Aux Etats-Unis, la réaction des blogueurs a pris la forme d’un méga-procès – rien de surprenant dans cette société du litige: plus de 9000 écrivains en ligne ont assigné le Huffington Post réclamant 105 millions de dollars à titre de dommages-intérêts. Le New York Times y consacre un article (ce 12 avril 2011). Jonathan Tasini, bien connu des juristes du droit d’auteur pour avoir mené un combat contre la presse traditionnelle gagné en 2001 devant la Cour Suprême des Etats-Unis, s’en prend aujourd’hui à Arianna Huffington, la fondatrice du site d’agrégation de blogs qui porte son nom, la traitant de propriétaire d’esclaves! Les blogueurs enrôlés par les sites d’agrégation et les planteurs de coton, même combat contre l’exploitation! Le prix pour lequel Mme Huffington vient de revendre son site à AOL: 315 millions de dollars, explique sans doute cette action musclée. Le litige serait sans mérite selon les responsables du Huffington Post: nous offrons une “plateforme” de visibilité au profit des bloggeurs, c’est tout bénéfice pour eux! Hypocrisie  des nouveaux distributeurs qui dévalorisent le contenu, tout en empochant l’énorme plus-value du service d’info-médiation? On a déjà vu cela…

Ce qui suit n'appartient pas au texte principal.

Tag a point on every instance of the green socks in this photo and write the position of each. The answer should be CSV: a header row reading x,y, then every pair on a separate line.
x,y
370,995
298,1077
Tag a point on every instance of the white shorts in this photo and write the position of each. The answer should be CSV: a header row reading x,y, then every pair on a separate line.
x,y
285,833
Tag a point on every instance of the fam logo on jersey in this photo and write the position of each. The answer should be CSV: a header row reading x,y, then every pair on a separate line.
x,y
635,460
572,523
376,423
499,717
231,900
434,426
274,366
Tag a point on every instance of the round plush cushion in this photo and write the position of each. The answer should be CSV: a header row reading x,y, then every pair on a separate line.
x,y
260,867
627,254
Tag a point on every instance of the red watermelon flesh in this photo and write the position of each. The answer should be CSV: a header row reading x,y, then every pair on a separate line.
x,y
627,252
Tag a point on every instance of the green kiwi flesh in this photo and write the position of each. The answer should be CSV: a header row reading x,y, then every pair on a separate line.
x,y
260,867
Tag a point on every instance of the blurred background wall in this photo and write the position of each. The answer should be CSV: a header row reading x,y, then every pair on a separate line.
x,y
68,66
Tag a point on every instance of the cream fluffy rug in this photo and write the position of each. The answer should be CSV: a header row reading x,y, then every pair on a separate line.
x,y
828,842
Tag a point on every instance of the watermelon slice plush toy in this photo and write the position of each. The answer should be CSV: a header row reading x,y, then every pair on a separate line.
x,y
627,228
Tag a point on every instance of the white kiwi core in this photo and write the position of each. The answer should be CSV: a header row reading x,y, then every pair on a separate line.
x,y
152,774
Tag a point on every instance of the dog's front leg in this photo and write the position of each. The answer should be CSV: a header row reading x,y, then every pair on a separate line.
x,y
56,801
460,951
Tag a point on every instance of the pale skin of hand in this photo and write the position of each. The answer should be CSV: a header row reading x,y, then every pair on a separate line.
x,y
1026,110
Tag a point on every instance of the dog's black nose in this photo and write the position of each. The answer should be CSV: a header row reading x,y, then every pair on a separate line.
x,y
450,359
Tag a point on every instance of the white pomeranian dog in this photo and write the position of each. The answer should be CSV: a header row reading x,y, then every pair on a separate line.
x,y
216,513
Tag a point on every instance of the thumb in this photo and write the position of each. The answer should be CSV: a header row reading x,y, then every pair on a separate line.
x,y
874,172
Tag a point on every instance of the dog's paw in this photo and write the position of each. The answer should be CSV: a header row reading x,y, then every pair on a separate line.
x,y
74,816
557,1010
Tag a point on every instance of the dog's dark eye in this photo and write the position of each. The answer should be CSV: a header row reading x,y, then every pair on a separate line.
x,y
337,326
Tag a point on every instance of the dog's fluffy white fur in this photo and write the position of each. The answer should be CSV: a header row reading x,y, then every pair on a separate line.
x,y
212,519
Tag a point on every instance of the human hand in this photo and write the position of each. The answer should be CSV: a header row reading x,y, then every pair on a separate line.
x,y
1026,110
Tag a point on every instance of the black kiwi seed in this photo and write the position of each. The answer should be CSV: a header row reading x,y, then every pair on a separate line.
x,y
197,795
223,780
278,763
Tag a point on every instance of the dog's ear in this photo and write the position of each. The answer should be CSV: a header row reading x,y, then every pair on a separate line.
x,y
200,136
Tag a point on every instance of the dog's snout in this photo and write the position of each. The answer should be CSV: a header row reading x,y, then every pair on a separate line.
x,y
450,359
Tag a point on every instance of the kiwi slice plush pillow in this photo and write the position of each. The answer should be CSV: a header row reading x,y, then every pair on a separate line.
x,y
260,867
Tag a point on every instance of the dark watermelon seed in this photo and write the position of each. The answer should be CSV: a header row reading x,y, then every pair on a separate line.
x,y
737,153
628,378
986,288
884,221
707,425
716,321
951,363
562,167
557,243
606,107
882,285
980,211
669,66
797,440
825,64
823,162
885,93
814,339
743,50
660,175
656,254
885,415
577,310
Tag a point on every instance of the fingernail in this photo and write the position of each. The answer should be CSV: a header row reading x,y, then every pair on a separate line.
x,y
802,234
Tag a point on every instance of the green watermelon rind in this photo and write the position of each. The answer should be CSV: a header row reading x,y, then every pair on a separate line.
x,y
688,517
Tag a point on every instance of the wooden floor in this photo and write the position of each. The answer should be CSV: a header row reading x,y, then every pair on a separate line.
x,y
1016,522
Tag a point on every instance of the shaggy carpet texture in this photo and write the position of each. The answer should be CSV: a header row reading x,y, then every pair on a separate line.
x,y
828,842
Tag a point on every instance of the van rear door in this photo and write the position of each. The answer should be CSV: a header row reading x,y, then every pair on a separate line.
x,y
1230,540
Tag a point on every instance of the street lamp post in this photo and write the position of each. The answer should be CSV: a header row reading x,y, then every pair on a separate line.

En tout cas, le débat est lancé dans le public et devant les tribunaux. Il mérite que l’on y réfléchisse d’autant qu’il semble faire écho aux préoccupations qui, il y a plus de deux siècles, ont mené à la mise en place d’un nouveau mode de rémunération des travailleurs de l’esprit: le droit d’auteur. Au moment où ce droit semble difficile à faire respecter en ligne, les revendications qui lui ont donné naissance – on se fout de votre considération, on veut une rémunération! –  commencent à résonner dans l’immensité de l’espace du Web. Le blogueur Vogelsong (cité par Le Monde) développe quelques réflexions intéressantes sur l’économie de la gratitude qui règne en matière d’information en ligne: des contenus rémunérés par l’activité publicitaire du site sont “soutenus par du remplissage de blog, gracieux. Pas tout à fait, puisqu’aux dires même des responsables de sites, le blogueur est « payé » en espace, exposition. En considération. (…) Pendant que certains font commerce, d’autres pour des contenus équivalents sont rémunérés en accolades, visites et sourires.”